Em terceiro lugar, quando você começa, você precisa lidar com os problemas do fracasso. Vocês precisam ser osso duro de roer, precisam aprender que nem todo projeto sobreviverá. Uma vida como freelancer, uma vida nas artes, é muitas vezes como colocar mensagens em garrafas, em uma ilha deserta, e esperar que alguém encontre uma de suas garrafas, e a abra, leia, e coloque algo em outra garrafa que fará seu caminho de volta até você: apreço, ou uma encomenda, dinheiro, ou amor. E vocês têm de aceitar que vocês poderão lançar uma centena de coisas para cada garrafa que aparecerá retornando.
Os problemas do fracasso são problemas de desencorajamento, de desespero, de ansiedade.
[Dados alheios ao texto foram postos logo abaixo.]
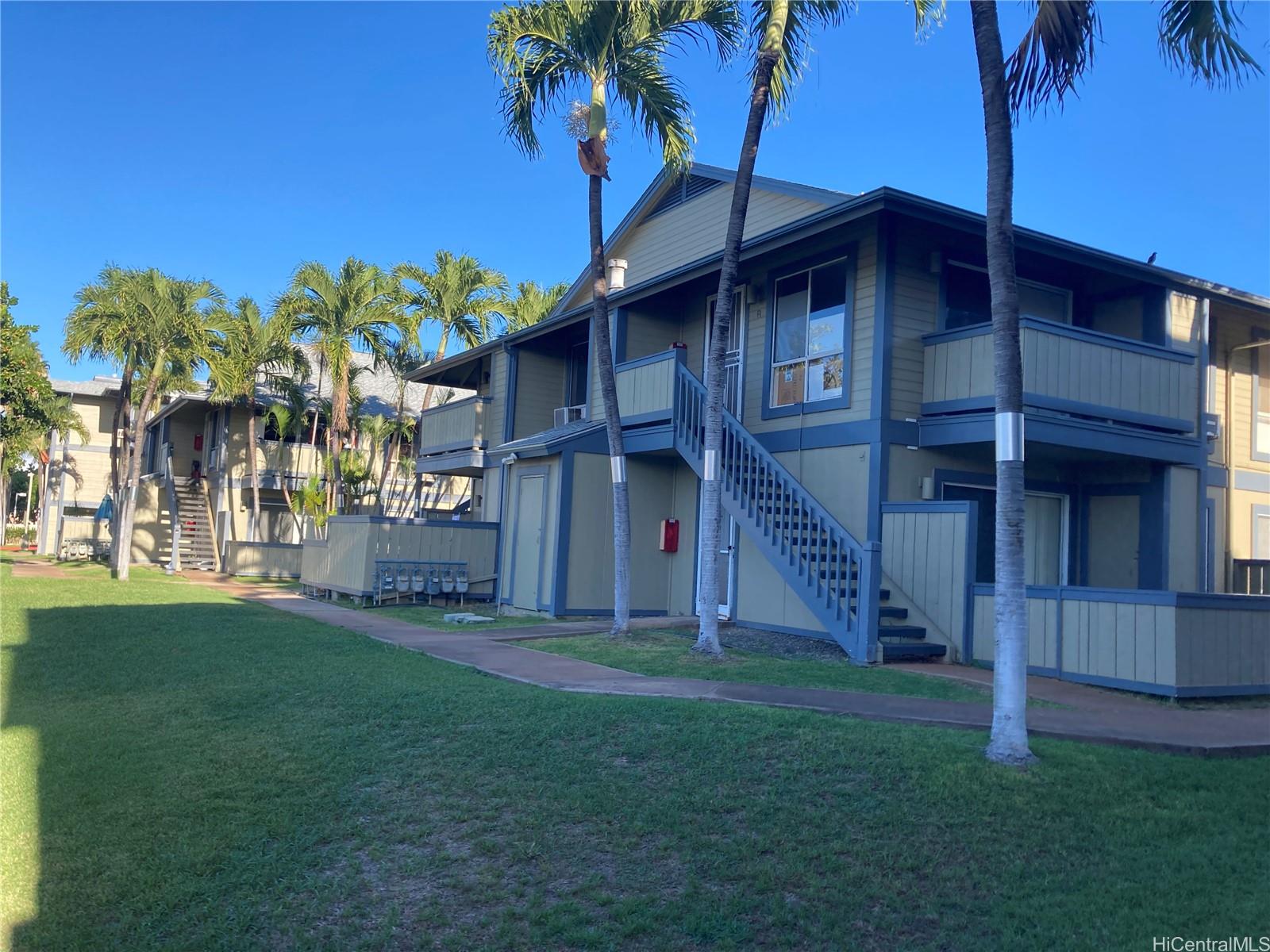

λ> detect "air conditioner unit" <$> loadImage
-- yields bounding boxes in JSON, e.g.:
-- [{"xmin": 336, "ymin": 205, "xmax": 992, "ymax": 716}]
[{"xmin": 554, "ymin": 404, "xmax": 587, "ymax": 427}]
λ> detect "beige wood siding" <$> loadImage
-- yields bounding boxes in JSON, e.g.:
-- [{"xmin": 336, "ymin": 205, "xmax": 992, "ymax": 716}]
[
  {"xmin": 564, "ymin": 453, "xmax": 696, "ymax": 614},
  {"xmin": 1209, "ymin": 302, "xmax": 1270, "ymax": 472},
  {"xmin": 225, "ymin": 542, "xmax": 303, "ymax": 579},
  {"xmin": 972, "ymin": 595, "xmax": 1065, "ymax": 669},
  {"xmin": 485, "ymin": 351, "xmax": 510, "ymax": 447},
  {"xmin": 300, "ymin": 516, "xmax": 498, "ymax": 597},
  {"xmin": 415, "ymin": 396, "xmax": 491, "ymax": 455},
  {"xmin": 512, "ymin": 349, "xmax": 565, "ymax": 440},
  {"xmin": 881, "ymin": 506, "xmax": 973, "ymax": 656},
  {"xmin": 616, "ymin": 351, "xmax": 675, "ymax": 417},
  {"xmin": 891, "ymin": 230, "xmax": 945, "ymax": 420},
  {"xmin": 922, "ymin": 326, "xmax": 1199, "ymax": 429},
  {"xmin": 565, "ymin": 186, "xmax": 826, "ymax": 309},
  {"xmin": 1176, "ymin": 607, "xmax": 1270, "ymax": 687}
]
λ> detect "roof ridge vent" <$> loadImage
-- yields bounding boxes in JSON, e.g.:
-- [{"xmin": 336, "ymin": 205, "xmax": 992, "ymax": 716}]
[{"xmin": 645, "ymin": 174, "xmax": 722, "ymax": 221}]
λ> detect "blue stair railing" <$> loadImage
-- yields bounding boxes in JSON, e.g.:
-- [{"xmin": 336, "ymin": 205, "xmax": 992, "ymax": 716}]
[{"xmin": 671, "ymin": 351, "xmax": 881, "ymax": 664}]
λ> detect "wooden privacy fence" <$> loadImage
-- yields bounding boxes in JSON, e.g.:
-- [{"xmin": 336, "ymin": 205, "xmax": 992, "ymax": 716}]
[
  {"xmin": 225, "ymin": 542, "xmax": 302, "ymax": 579},
  {"xmin": 300, "ymin": 516, "xmax": 498, "ymax": 599},
  {"xmin": 972, "ymin": 585, "xmax": 1270, "ymax": 697}
]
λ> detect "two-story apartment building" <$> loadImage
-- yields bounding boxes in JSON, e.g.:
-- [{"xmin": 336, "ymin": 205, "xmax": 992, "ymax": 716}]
[
  {"xmin": 40, "ymin": 347, "xmax": 468, "ymax": 567},
  {"xmin": 414, "ymin": 165, "xmax": 1270, "ymax": 693}
]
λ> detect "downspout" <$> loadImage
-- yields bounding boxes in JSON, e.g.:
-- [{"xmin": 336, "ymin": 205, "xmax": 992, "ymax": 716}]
[{"xmin": 1222, "ymin": 340, "xmax": 1270, "ymax": 594}]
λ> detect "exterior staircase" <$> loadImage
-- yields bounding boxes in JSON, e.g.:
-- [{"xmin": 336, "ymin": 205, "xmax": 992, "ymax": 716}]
[
  {"xmin": 671, "ymin": 355, "xmax": 946, "ymax": 664},
  {"xmin": 160, "ymin": 478, "xmax": 214, "ymax": 571}
]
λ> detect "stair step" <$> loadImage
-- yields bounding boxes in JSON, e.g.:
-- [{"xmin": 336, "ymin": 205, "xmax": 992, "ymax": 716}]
[
  {"xmin": 881, "ymin": 641, "xmax": 948, "ymax": 664},
  {"xmin": 878, "ymin": 624, "xmax": 926, "ymax": 639}
]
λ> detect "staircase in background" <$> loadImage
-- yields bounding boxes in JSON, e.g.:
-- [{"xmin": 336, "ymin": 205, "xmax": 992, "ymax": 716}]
[
  {"xmin": 671, "ymin": 355, "xmax": 946, "ymax": 664},
  {"xmin": 159, "ymin": 476, "xmax": 214, "ymax": 571}
]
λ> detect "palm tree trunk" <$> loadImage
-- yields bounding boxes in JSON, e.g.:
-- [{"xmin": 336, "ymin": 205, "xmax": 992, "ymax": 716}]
[
  {"xmin": 110, "ymin": 365, "xmax": 165, "ymax": 582},
  {"xmin": 329, "ymin": 366, "xmax": 348, "ymax": 516},
  {"xmin": 970, "ymin": 0, "xmax": 1033, "ymax": 764},
  {"xmin": 423, "ymin": 325, "xmax": 449, "ymax": 410},
  {"xmin": 246, "ymin": 396, "xmax": 261, "ymax": 542},
  {"xmin": 110, "ymin": 353, "xmax": 136, "ymax": 548},
  {"xmin": 692, "ymin": 18, "xmax": 789, "ymax": 656},
  {"xmin": 587, "ymin": 175, "xmax": 631, "ymax": 635}
]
Você deseja que tudo aconteça e você quer que as coisas aconteçam agora, e as coisas dão errado. Meu primeiro livro – uma peça de jornalismo que tinha feito pelo dinheiro, e que já tinha me comprado uma máquina de escrever eletrônica do adiantamento – deveria ter sido um bestseller. Deveria ter me pagado muito dinheiro. Se a editora não tivesse involuntariamente ido à bancarrota entre a primeira impressão se esgotar e a segunda sair, e antes que quaisquer direitos pudessem ser pagos, ele teria me dado muito dinheiro.
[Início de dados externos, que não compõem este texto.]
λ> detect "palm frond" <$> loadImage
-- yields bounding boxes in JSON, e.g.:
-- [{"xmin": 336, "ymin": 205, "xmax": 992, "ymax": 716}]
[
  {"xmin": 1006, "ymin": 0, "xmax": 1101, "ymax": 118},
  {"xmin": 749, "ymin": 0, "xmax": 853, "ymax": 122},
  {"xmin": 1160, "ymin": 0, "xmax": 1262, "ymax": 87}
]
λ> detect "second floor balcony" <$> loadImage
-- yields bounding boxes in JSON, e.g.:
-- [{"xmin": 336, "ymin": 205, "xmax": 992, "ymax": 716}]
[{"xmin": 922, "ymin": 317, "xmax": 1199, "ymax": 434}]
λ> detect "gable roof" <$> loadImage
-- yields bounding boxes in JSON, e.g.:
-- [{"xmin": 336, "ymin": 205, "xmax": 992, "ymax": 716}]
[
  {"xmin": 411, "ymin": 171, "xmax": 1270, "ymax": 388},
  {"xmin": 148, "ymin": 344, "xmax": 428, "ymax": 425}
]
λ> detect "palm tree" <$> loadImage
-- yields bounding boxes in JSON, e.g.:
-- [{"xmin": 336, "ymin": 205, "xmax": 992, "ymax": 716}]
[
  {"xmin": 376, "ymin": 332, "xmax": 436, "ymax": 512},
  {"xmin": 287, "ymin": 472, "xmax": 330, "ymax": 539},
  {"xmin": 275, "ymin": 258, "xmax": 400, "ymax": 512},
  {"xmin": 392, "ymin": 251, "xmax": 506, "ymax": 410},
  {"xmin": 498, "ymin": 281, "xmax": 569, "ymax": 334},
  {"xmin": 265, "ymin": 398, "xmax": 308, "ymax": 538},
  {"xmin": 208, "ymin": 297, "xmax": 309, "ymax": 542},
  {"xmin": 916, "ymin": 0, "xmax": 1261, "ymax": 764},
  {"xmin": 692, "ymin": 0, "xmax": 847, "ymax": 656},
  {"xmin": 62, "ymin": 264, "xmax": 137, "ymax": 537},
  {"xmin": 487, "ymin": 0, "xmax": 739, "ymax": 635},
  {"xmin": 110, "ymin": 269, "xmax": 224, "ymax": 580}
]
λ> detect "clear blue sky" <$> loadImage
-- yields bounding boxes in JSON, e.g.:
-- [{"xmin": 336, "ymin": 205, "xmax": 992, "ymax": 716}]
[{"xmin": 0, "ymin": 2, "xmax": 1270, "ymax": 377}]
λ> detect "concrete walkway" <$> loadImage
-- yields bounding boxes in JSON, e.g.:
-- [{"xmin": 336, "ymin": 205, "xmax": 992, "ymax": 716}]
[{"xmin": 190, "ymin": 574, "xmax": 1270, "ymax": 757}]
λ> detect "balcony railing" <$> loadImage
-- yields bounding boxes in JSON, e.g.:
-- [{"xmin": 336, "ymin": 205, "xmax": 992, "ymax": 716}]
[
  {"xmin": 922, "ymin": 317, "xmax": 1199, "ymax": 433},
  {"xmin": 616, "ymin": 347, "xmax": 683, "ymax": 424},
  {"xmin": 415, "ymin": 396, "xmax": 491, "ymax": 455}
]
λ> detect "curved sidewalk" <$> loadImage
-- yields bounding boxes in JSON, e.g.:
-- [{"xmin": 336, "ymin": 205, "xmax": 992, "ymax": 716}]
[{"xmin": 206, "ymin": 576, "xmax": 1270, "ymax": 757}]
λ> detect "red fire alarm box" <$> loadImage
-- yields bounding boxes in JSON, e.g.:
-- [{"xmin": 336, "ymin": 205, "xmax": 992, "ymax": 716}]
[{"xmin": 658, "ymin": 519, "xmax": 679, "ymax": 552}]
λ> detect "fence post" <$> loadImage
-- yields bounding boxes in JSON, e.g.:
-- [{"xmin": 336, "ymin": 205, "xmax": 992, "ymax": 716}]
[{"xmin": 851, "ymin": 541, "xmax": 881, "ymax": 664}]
E eu dei de ombros, e eu ainda minha máquina de escrever eletrônica e dinheiro o bastante para pagar o aluguel por um par de meses, e decidi que eu faria o meu melhor para no futuro não escrever livros apenas pelo dinheiro. Se você não ganha o dinheiro, então você não tem nada. Se eu fizesse um trabalho do qual me orgulhasse, e não ganhasse a grana, ao menos eu teria o trabalho.
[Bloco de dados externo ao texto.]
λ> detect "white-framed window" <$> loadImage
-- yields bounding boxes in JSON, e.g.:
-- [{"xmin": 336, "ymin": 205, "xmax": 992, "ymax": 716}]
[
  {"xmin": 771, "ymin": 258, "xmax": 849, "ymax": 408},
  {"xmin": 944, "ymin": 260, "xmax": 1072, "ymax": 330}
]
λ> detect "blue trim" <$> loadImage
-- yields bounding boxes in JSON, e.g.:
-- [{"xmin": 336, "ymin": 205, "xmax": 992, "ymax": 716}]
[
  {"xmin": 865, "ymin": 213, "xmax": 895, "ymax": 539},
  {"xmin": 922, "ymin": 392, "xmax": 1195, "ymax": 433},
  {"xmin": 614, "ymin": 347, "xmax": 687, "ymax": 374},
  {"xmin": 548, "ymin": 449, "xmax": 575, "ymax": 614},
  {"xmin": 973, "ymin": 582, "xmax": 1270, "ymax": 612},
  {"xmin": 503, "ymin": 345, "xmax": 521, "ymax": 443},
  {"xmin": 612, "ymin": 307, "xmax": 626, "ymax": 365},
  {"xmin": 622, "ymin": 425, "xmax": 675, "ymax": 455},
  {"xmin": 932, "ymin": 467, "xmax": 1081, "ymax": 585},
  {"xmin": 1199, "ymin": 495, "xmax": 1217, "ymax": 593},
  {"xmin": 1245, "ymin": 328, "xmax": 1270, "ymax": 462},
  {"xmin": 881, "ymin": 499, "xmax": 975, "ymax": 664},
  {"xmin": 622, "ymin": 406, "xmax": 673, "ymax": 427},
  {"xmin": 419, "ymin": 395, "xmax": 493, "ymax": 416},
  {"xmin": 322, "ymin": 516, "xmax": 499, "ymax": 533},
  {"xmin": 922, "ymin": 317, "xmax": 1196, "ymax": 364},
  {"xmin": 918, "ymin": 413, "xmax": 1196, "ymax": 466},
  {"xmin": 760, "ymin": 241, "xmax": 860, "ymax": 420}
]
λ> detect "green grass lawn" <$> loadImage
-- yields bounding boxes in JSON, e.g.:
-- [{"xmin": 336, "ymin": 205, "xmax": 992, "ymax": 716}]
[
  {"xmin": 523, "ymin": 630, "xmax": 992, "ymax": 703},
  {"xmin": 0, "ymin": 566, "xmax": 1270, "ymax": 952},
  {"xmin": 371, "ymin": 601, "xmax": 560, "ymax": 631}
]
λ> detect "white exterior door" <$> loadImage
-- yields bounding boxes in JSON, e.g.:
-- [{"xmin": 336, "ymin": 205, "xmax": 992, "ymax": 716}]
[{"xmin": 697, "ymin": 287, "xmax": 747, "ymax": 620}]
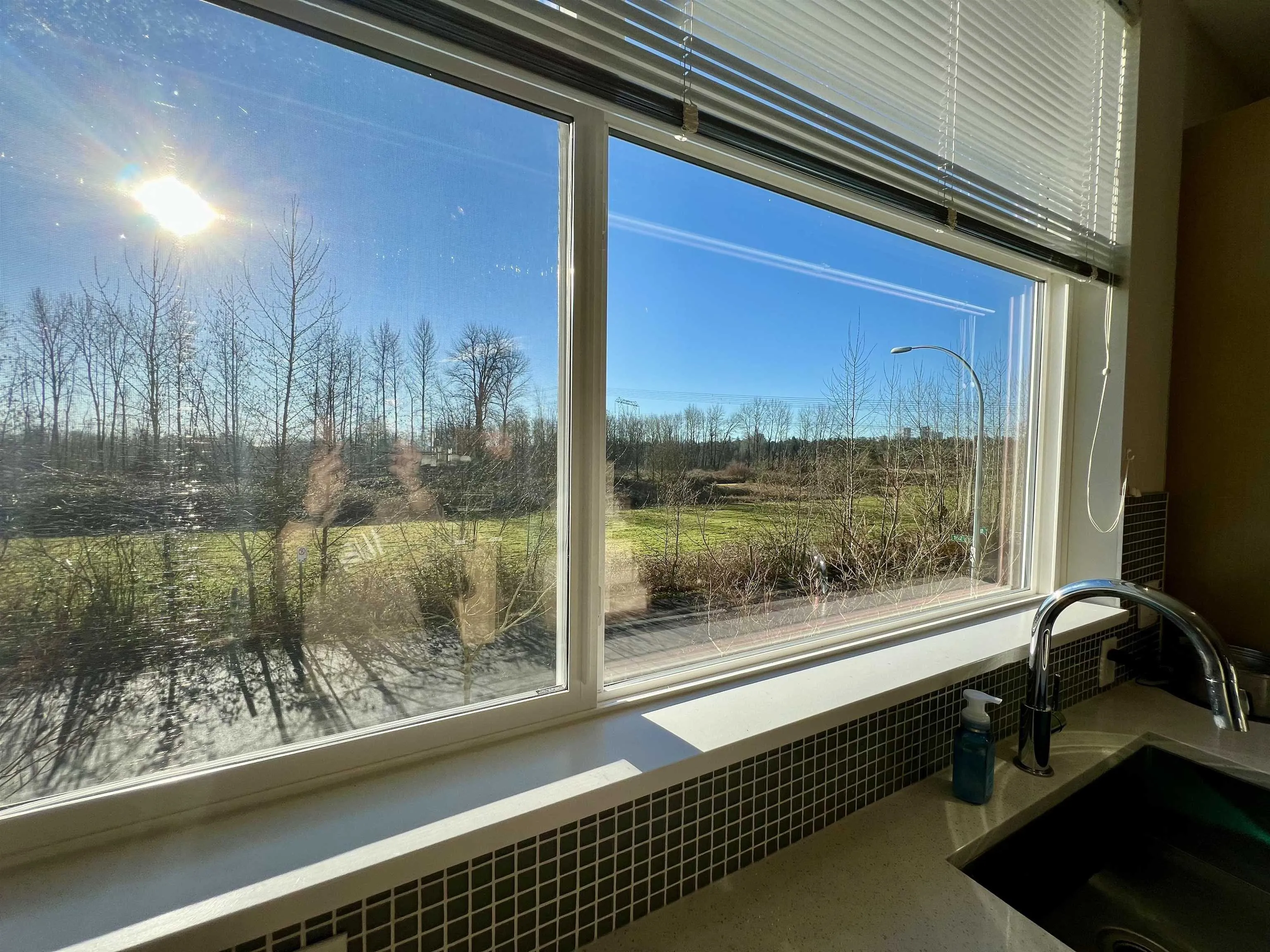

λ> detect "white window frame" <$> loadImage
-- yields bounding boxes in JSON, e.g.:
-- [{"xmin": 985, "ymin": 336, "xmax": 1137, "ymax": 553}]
[{"xmin": 0, "ymin": 0, "xmax": 1123, "ymax": 866}]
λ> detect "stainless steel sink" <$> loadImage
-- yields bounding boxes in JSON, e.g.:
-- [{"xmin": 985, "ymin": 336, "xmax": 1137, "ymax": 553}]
[{"xmin": 963, "ymin": 746, "xmax": 1270, "ymax": 952}]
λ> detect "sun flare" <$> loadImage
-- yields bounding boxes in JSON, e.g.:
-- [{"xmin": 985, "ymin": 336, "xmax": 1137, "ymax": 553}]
[{"xmin": 132, "ymin": 175, "xmax": 220, "ymax": 237}]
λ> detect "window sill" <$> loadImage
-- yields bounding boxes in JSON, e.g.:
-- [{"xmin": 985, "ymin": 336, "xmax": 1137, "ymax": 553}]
[{"xmin": 7, "ymin": 603, "xmax": 1128, "ymax": 952}]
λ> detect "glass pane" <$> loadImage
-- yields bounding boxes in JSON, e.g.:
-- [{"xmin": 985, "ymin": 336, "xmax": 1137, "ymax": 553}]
[
  {"xmin": 604, "ymin": 140, "xmax": 1038, "ymax": 683},
  {"xmin": 0, "ymin": 0, "xmax": 565, "ymax": 802}
]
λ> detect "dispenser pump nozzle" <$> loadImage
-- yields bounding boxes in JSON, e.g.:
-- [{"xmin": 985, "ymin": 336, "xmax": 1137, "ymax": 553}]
[{"xmin": 962, "ymin": 688, "xmax": 1001, "ymax": 727}]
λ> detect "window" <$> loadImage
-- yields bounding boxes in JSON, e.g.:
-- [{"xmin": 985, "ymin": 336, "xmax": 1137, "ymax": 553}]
[
  {"xmin": 0, "ymin": 0, "xmax": 569, "ymax": 802},
  {"xmin": 0, "ymin": 0, "xmax": 1092, "ymax": 839},
  {"xmin": 604, "ymin": 138, "xmax": 1038, "ymax": 683}
]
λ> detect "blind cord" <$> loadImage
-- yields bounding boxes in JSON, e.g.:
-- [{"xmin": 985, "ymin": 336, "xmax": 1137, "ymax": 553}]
[{"xmin": 1084, "ymin": 287, "xmax": 1133, "ymax": 536}]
De vez em quando, eu esqueço essa regra, e sempre que o faço, o universo me bate com força e me relembra dela.
Eu não sei se isso é um problema para mais alguém além de mim, mas é verdade que nada que eu fiz na qual a única razão para fazê-lo fosse o dinheiro jamais valeu a pena, exceto como amarga experiência. Normalmente nunca dei o trabalho por encerrado ao receber o dinheiro, por outro lado. As coisas que fiz porque estava empolgado, e queria vê-las existirem na realidade, nunca me decepcionaram, e eu nunca me arrependi do tempo gasto com nenhuma delas.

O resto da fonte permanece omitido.